Langkah pertama selalu atap, karena sumber masalah di musim hujan paling sering berasal dari sana. Saya periksa genteng atau penutup atap, paku/sekrup, dan sambungan nok untuk melihat retak, geser, atau celah. Jika ada bercak air di plafon, saya tandai lokasinya dan cari korelasi dengan jalur aliran air di atasnya.
Berikutnya saya fokus ke talang air dan pipa pembuangan, termasuk bracket dan kemiringannya.
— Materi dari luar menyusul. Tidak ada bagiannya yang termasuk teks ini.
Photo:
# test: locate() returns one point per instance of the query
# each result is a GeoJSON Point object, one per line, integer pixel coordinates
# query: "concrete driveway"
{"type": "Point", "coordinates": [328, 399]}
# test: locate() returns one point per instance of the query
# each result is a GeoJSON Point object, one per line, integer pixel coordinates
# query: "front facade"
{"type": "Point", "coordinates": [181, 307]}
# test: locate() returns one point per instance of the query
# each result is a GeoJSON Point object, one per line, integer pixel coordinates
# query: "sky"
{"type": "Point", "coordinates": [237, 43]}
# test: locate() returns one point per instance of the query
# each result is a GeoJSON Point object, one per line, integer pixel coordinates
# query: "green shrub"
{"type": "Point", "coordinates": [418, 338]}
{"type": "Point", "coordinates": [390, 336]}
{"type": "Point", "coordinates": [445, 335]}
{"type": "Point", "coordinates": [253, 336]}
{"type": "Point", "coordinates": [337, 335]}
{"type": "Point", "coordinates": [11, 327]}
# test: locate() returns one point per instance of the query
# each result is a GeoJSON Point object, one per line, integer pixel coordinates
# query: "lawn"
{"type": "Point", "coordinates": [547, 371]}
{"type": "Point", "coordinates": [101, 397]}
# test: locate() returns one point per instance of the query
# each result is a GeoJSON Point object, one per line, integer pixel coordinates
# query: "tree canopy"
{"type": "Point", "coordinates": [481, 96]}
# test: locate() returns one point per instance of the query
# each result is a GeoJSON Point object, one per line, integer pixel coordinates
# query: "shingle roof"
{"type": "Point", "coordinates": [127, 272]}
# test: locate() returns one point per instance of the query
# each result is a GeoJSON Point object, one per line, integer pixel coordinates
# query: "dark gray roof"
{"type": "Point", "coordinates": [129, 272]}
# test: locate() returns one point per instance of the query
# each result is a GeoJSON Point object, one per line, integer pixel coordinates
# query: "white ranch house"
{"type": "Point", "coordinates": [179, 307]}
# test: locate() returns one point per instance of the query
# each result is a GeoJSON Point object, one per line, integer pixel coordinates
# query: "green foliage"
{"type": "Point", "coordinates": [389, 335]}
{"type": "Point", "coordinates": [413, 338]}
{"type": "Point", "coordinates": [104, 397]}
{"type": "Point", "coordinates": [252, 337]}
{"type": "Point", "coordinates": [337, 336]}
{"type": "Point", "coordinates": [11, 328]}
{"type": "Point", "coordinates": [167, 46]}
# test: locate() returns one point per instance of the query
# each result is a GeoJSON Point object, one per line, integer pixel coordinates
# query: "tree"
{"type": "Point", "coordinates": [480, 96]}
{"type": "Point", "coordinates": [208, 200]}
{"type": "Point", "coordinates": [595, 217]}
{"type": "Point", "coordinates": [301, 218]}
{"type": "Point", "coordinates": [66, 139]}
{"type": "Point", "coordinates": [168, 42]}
Saya bersihkan daun, lumpur, dan endapan yang bisa membuat air meluap ke dinding atau kusen. Setelah bersih, saya uji aliran dengan menyiram air secukupnya untuk memastikan tidak ada titik sumbat atau kebocoran sambungan.
Setelah area luar aman, saya masuk ke inspeksi plafon, dinding, dan titik pertemuan kusen-jendela. Saya cari tanda lembap, jamur ringan, atau cat mengelupas yang biasanya menandakan rembesan berkepanjangan. Untuk mencegah perluasan kerusakan, saya prioritaskan perbaikan sumber air dulu baru finishing interior.
Pada sesi lantai, saya sering menerima kasus pemasangan lantai vinyl yang tampak rapi tetapi bermasalah karena lantai dasar masih lembap. Saya ukur kelembapan area, pastikan permukaan rata, dan evaluasi jenis underlayer yang digunakan. Jika perlu perbaikan, saya susun pekerjaan agar tidak mengunci kelembapan di bawah vinyl yang bisa memicu bau dan penggelembungan.
Selanjutnya saya masuk ke efisiensi energi rumah lewat audit sederhana: celah pintu/jendela, ventilasi, dan pola penggunaan perangkat. Saya cek apakah ada kebocoran udara yang membuat pendinginan atau penghangatan ruangan jadi boros. Dari temuan itu, tindakan cepat biasanya berupa weatherstrip, perbaikan sealant, dan penataan beban listrik harian.
Untuk rumah dengan sistem surya, saya jadwalkan pemeriksaan setelah atap dipastikan aman agar teknisi tidak bekerja di area licin atau berisiko. Saya cek kebersihan panel, kondisi kabel, konektor, dan jalur grounding secara visual tanpa mengutak-atik komponen bertegangan. Saya juga lihat log inverter untuk mendeteksi penurunan produksi yang mungkin terkait bayangan, kotoran, atau gangguan koneksi.
Saya sering diminta membandingkan opsi inverter dan baterai ketika pemilik rumah ingin lebih tahan saat listrik padam. Saya jelaskan perbedaan kebutuhan antara sistem on-grid, hybrid, dan off-grid, termasuk konsekuensi ruang, ventilasi, dan pola pemeliharaan. Keputusan saya arahkan berdasarkan profil beban, durasi cadangan yang diinginkan, dan kompatibilitas perangkat yang sudah terpasang.
Karena banyak pekerjaan melibatkan pihak ketiga, saya siapkan proses pembuatan kontrak kerja yang ringkas namun tegas. Saya cantumkan ruang lingkup, standar material, jadwal, metode pembayaran, serta prosedur inspeksi serah-terima. Untuk mencegah salah paham, saya minta lampiran foto kondisi awal dan daftar item yang termasuk maupun tidak termasuk.